Paul Taylor, Chief Investing Officer, BMO Harris Private Banking, notes that if the U.S. cannot come to an agreement to raise the debt ceiling, global bond markets and the costs of borrowing will see negative fallout as a result.

"Should the U.S. start defaulting on debt interest payments, U.S. Treasury bond rates will increase, leading to tremendous instability in global bond markets and will drive up the cost of borrowing across the board," said Mr. Taylor. "What this means is that interest rates will soar, making it more difficult for people to borrow to purchase a house or other big ticket items, such as a vehicle."

Mr. Taylor adds that the business sector is not clear of the present danger either, as defaults in the U.S. will mean businesses will not be able to afford their credit lines or invest in capital expenditures, and possibly plunge the economy into another recession.

The 'Personal Debt Ceiling'

So while putting a country's financial house in order is a top priority, it also leads to another important question – are Canadian households moving quickly enough to address their own debt ceilings?

A BMO survey reveals that one in three Canadians are living at or beyond their means, with 27 per cent living paycheque to paycheque – a 10 per cent increase over last year.

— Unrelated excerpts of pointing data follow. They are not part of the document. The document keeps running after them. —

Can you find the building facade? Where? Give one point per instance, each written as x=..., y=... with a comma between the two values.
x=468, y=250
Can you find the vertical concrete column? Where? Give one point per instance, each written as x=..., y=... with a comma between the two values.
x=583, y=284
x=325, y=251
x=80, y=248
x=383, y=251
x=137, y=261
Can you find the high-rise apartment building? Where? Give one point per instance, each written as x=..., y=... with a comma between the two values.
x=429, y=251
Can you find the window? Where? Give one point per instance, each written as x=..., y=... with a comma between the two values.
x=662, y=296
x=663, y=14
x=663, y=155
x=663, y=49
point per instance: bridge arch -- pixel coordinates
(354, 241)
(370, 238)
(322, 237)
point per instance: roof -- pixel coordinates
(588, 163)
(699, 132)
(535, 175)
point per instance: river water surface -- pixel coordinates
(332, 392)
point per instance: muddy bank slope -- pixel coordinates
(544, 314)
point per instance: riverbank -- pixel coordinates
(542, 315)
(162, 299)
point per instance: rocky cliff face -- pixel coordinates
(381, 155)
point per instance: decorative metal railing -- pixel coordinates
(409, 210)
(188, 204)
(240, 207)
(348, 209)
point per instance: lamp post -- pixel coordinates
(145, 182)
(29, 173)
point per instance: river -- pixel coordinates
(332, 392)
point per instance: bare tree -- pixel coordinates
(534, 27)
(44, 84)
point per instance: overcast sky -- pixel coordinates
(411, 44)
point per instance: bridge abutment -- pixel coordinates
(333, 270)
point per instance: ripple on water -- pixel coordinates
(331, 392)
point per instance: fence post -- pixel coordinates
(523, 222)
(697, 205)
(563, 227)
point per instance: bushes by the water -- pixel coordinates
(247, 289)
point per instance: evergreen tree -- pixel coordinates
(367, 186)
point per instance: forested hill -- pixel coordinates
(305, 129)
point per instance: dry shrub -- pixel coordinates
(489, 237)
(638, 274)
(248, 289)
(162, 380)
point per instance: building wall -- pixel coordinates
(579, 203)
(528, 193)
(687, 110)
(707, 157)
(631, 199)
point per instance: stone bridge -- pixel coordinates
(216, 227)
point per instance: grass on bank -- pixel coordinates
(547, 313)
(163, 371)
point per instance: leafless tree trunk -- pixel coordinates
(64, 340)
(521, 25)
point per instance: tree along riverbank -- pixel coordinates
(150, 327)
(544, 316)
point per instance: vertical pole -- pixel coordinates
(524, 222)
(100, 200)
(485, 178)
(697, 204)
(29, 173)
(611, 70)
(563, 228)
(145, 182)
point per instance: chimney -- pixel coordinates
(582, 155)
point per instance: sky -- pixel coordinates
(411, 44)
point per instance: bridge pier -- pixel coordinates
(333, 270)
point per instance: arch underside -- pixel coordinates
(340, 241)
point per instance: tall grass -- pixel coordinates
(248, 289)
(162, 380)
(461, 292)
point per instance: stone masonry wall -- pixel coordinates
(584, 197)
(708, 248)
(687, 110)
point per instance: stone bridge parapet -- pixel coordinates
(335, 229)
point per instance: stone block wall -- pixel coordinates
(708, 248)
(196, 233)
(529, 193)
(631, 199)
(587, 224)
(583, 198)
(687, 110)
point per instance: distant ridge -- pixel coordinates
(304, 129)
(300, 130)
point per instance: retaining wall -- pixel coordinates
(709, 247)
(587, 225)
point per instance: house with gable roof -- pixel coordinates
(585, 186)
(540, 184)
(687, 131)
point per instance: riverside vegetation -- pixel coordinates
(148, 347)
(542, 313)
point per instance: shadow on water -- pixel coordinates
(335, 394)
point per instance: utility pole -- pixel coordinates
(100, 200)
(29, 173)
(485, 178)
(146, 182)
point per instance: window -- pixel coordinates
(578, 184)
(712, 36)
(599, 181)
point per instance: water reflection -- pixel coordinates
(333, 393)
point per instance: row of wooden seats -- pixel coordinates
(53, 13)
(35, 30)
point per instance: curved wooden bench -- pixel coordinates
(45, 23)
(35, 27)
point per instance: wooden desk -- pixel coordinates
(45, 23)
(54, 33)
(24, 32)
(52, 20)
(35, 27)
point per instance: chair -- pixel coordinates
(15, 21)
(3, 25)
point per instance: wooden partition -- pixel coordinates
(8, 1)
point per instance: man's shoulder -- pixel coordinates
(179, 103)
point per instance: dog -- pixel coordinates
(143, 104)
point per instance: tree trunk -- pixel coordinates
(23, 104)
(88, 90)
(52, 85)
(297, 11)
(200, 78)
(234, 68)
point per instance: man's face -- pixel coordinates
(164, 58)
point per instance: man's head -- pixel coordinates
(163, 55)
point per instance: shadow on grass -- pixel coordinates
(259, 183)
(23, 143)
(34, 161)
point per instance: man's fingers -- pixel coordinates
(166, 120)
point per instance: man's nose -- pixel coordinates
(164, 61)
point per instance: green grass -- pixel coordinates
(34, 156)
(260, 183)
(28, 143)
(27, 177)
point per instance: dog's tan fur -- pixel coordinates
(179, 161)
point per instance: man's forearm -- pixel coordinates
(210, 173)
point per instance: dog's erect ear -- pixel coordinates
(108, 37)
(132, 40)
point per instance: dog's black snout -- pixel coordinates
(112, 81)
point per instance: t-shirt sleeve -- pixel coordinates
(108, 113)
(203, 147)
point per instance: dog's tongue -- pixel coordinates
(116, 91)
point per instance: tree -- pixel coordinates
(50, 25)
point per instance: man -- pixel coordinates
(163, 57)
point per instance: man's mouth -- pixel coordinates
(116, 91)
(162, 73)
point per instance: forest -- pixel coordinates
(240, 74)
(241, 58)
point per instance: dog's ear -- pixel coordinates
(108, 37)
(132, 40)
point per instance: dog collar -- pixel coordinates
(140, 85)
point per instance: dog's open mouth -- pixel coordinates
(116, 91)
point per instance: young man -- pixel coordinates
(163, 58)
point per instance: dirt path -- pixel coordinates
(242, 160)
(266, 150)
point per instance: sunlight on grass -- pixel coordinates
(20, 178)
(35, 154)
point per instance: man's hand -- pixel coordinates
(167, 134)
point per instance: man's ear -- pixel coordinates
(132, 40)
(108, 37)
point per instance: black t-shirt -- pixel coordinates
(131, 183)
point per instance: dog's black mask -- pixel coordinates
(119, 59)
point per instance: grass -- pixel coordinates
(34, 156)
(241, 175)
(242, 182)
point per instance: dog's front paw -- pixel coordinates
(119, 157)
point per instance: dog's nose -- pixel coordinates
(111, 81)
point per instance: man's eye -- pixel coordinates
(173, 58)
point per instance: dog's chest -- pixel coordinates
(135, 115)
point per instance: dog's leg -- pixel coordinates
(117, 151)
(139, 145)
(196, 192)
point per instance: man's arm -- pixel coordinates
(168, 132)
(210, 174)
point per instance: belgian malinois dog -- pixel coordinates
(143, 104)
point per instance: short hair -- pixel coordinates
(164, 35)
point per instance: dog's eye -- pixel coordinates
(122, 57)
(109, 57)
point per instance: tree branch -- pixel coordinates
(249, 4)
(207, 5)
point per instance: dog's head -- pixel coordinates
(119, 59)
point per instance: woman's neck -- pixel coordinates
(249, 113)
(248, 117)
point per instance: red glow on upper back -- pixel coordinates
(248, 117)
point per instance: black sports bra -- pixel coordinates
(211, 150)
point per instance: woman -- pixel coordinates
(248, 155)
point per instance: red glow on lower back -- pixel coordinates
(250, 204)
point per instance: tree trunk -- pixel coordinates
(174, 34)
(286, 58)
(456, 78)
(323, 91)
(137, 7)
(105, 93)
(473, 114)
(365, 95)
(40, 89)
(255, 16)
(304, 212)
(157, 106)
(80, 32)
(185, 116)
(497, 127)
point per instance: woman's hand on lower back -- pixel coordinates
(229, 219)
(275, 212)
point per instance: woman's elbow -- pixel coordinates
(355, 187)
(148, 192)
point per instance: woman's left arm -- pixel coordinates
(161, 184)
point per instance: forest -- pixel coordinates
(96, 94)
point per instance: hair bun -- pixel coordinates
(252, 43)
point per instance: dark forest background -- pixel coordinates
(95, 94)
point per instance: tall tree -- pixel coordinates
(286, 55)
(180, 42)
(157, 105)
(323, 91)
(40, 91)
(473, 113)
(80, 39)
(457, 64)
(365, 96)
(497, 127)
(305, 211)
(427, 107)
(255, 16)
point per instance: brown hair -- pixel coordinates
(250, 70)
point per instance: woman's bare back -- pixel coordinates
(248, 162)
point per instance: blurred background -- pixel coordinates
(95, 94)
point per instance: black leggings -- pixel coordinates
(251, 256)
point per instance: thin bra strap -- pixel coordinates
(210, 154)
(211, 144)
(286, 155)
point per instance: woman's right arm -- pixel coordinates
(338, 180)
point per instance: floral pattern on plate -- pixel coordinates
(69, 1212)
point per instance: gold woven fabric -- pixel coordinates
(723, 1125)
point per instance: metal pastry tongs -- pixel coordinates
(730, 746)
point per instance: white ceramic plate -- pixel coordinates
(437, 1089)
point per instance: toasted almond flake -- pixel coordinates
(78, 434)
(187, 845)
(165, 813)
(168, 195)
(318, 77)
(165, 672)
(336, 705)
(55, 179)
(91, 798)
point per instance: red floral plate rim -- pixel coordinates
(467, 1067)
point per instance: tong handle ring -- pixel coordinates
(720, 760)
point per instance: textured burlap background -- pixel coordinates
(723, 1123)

BMO Bank of Montreal offers the top 5 tips to avoid hitting your personal debt ceiling:

  • Don't overspend – Spend less than you make. Develop a budget that establishes how household expenses will be paid and how spending will be managed. Take advantage of free online tools, such as BMO MoneyLogic™, to help stay on top of everyday household spending and saving.
  • Curb credit card debt – Pay down credit cards, beginning with those that carry the highest rate, or consolidate credit card debt using a lower rate line of credit. Consider using a low rate card for purchases. For instance, the BMO Preferred Rate MasterCard offers a low rate of 11.9 per cent for an annual fee of $20.
  • Invest to save – Set up a Tax Free Savings Account (TFSA) or high interest savings account to set aside extra cash in case of an emergency. Also consider using Exchange Traded Funds to reduce management expense fees.
  • Become mortgage free faster – Cutting your amortization from 30 to 25 years and increasing monthly payments on mortgages can help you pay down your mortgage faster while saving you thousands of dollars in interest costs. For instance, BMO offers a low 5 year-fixed rate mortgage with a maximum 25-year amortization at 3.79 per cent. Additionally, consider increasing the frequency of your payments and/or making lump sum payments to pay down your mortgage faster. For example, by making a lump sum payment of 5 per cent of the original principal each year, you can pay off a 25 year mortgage in less than 12 years and save over $136,000 in interest.
  • Have a Plan B – Plan ahead and develop a fall back plan in case you are unable to meet your financial obligations due to unexpected circumstances, such as loss of work, or damage to personal property, including your home or vehicle.